However Dai fails to explicitly teach comprising a plurality of dialogue transcripts, each dialogue transcript comprising a sequence of conversational turns;
an input snippet comprising one or more input conversational turns
comprising a plurality of snippets of one or more conversational turns and, for each snippet, a respective target output;
wherein the turn prediction task is to predict, from an input snippet xt at position t in a sequence, a next conversational turn at position t+1 in the sequence and one or more additional conversational turns at other positions in the sequence;
Vinyals teaches comprising a plurality of dialogue transcripts, each dialogue transcript comprising a sequence of conversational turns (“Our model converses by predicting the next sentence given the previous sentence or sentences in a conversation.” [Abstract; See further pg. 3, § 5. Experiments for dialogue transcripts]);
an input snippet comprising one or more input conversational turns (See pg. 3, § 5. Experiments for input snippet]);
comprising a plurality of snippets of one or more conversational turns and, for each snippet, a respective target output (“The model is based on a recurrent neural network which reads the input sequence one token at a time, and predicts the output sequence, also one token at a time. During training, the true output sequence is given to the model, so learning can be done by backpropagation. The model is trained to maximize the cross entropy of the correct sequence given its context. During inference, given that the true output sequence is not observed, we simply feed the predicted output token as input to predict the next output. This is a “greedy” inference approach. A less greedy approach would be to use beam search, and feed several candidates at the previous step to the next step. The predicted sequence can be selected based on the probability of the sequence.” [pg. 2, 3. Model, ¶1; target output would correspond to the output sequence])
wherein the turn prediction task is to predict, from an input snippet xt at position t in a sequence, a next conversational turn at position t+1 in the sequence (“Our model converses by predicting the next sentence given the previous sentence or sentences in a conversation.” [Abstract; See further pg. 3, § 5. Experiments for dialogue transcripts]);
Dai and Vinyals are both in the same field of endeavor of sequence to sequence learning. Dai discloses a semi-supervised sequence learning method using a pre-trained unsupervised model to further train other supervised models. Vinyals discloses a neural conversational model that predicts the next sentence in a conversation. It would have been obvious to a person of ordinary skill in the art before the effective filing date to modify Dai’s semi-supervised sequence learning method to substitute Dai’s training data with the conversational modeling data as taught by Vinyals. One would have been motivated to make this modification in order to generate fluent and accurate replies to conversations. [pg. 1, § 1. Introduction, ¶1-3, Vinyals]
However Dai/Vinyals fails to explicitly teach and one or more additional conversational turns at other positions in the sequence;
	Kiros teaches and one or more additional conversational turns at other positions in the sequence (“The skip-thoughts model. Given a tuple (si−1, si, si+1) of contiguous sentences, with si the i-th sentence of a book, the sentence si is encoded and tries to reconstruct the previous sentence si−1 and next sentence si+1. In this example, the input is the sentence triplet I got back home. I could see the cat on the steps. This was strange. Unattached arrows are connected to the encoder output. Colors indicate which components share parameters. <eos> is the end of sentence token.” [pg. 2, Figure 1 Caption])
	Dai, Vinyals, and Kiros are all in the same field of endeavor of sequence to sequence learning. Dai discloses a semi-supervised sequence learning method using a pre-trained unsupervised model to further train other supervised models. Vinyals discloses a neural conversational model that predicts the next sentence in a conversation. Kiros teaches a skip-thought model to predict the next and previous sentences. It would have been obvious to a person of ordinary skill in the art before the effective filing date to modify Dai’s/Vinyals’ teachings to implement the skip thought model method as taught by Kiros. One would have been motivated to make this modification in order to predict nearby sentences that share semantic syntactic properties. [Abstract, Kiros]

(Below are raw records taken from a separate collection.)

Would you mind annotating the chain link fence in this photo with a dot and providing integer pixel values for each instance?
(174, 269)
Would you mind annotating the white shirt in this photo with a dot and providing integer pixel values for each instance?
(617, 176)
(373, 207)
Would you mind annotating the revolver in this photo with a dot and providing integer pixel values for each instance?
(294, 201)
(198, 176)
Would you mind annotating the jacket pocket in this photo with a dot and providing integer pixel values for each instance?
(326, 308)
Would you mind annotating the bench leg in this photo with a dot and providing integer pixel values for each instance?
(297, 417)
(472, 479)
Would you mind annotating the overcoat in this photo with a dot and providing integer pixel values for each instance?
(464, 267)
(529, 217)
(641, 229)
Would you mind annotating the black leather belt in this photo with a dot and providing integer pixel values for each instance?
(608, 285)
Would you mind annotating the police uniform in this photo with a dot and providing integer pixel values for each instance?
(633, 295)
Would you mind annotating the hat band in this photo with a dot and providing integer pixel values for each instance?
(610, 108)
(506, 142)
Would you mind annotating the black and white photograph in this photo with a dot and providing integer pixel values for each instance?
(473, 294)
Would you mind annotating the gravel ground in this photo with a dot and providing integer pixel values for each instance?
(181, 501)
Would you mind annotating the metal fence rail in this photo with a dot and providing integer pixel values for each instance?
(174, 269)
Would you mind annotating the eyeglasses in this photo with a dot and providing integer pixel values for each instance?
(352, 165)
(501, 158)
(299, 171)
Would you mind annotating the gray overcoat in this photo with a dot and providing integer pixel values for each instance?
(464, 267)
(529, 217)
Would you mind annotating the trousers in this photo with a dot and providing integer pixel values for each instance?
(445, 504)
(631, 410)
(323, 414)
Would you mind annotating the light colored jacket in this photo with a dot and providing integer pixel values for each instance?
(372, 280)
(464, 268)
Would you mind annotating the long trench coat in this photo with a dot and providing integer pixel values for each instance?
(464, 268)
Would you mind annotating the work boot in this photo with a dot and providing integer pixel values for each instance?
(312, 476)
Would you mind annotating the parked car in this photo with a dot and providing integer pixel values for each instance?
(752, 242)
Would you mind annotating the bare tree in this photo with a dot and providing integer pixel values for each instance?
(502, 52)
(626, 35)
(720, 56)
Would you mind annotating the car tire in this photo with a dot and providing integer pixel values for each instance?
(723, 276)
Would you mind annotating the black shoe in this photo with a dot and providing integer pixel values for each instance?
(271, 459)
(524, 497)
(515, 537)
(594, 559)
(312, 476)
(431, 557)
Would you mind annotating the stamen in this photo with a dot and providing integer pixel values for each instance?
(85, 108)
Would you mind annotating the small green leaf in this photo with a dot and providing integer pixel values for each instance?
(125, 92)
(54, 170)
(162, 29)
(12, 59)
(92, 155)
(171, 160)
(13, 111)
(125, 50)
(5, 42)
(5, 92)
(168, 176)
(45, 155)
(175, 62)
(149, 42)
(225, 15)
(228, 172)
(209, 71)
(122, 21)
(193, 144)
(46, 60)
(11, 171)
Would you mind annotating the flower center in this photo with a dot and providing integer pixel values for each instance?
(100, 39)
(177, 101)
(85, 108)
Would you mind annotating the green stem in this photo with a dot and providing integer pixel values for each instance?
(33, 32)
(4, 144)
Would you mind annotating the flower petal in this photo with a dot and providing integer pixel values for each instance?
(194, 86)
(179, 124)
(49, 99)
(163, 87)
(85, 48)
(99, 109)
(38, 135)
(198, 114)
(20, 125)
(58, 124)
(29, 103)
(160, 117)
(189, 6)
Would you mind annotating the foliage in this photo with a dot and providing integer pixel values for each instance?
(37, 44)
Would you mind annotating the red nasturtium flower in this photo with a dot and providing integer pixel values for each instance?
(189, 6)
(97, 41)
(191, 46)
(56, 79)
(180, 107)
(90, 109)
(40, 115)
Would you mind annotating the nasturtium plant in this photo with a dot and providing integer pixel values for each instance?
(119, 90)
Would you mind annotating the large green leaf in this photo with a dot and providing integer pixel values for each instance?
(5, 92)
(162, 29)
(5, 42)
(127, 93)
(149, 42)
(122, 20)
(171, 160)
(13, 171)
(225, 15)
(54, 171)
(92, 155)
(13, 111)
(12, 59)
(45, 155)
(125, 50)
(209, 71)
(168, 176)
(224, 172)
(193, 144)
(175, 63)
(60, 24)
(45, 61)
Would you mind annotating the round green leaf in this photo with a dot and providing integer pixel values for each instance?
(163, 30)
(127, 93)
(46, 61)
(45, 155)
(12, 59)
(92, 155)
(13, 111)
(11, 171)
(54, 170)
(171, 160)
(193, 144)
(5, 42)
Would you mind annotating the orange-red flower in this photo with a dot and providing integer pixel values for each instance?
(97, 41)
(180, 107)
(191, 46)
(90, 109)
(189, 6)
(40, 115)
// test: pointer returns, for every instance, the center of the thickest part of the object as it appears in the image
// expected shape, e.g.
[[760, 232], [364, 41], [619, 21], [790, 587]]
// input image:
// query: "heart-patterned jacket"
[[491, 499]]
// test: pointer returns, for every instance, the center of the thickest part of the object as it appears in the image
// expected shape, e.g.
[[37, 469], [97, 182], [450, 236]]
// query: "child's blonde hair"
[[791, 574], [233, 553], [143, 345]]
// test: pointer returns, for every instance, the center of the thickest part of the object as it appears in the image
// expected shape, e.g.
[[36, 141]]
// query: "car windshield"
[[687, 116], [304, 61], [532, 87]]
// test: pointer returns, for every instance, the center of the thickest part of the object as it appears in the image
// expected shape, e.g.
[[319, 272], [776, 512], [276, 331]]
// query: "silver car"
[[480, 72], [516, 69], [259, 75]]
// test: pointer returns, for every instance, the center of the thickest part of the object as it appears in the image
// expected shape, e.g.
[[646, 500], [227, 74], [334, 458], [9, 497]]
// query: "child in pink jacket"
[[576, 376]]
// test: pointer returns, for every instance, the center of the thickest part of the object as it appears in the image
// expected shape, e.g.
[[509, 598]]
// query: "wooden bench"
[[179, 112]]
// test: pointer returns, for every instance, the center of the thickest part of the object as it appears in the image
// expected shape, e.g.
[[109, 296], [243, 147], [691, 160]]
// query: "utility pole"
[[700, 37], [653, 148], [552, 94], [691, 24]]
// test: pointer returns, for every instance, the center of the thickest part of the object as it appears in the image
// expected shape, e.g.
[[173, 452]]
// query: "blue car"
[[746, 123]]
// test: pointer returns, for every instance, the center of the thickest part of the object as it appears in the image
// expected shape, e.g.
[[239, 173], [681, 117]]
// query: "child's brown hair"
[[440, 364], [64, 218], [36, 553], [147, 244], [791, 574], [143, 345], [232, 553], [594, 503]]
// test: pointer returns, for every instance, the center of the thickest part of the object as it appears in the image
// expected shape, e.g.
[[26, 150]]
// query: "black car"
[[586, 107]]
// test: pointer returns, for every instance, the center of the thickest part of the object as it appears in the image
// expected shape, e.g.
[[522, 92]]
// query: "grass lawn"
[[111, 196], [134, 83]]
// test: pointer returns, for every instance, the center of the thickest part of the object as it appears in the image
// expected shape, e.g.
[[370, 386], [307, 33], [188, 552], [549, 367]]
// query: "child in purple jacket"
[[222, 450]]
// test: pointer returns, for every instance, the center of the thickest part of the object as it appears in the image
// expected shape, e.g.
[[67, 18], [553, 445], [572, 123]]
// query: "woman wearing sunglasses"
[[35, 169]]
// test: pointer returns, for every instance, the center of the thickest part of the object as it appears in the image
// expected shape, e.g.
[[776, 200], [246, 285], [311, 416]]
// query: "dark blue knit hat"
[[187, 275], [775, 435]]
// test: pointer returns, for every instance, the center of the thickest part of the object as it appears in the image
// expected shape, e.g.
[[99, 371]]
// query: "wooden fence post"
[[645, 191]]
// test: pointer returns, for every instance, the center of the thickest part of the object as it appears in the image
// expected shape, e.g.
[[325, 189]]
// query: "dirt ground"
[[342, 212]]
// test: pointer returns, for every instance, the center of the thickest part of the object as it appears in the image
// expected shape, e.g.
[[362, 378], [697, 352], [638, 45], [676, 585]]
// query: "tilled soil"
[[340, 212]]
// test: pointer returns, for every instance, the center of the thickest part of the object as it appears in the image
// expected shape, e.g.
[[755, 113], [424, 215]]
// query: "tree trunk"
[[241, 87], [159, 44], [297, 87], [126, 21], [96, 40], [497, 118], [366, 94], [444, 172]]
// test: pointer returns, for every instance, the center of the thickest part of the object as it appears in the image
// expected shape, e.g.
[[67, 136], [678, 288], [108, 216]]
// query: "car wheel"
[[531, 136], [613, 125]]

Regarding claim 14, Dai/Vinyals/Kiros teaches The system of claim 10, where Dai further teaches wherein the prediction neural network has a set of prediction parameters (“The first approach is to predict what comes next in a sequence, which is a language model in NLP. The second approach is to use a sequence autoencoder, which reads the input sequence into a vector and predicts the input sequence again. These two algorithms can be used as a “pretraining” algorithm for a later supervised sequence learning algorithm. In other words, the parameters obtained from the pretraining step can then be used as a starting point for other supervised training models. [pg. 1, Abstract]), and wherein training the supervised prediction neural network to perform the supervised prediction task comprises training the prediction neural network jointly with the encoder neural network to determine trained values of the prediction network parameters from initial values of the prediction network parameters (“In most of our experiments our output layer predicts the document label from the LSTM output at the last timestep. We also experiment with the approach of putting the label at every timestep and linearly increasing the weights of the prediction objectives from 0 to 1. This way we can inject gradients to earlier steps in the recurrent networks. We call this approach linear label gain. Lastly, we also experiment with the method of jointly training the supervised learning task with the sequence autoencoder and call this method joint training.” [pg. 2-3, § 3. Overview of baselines, ¶2]).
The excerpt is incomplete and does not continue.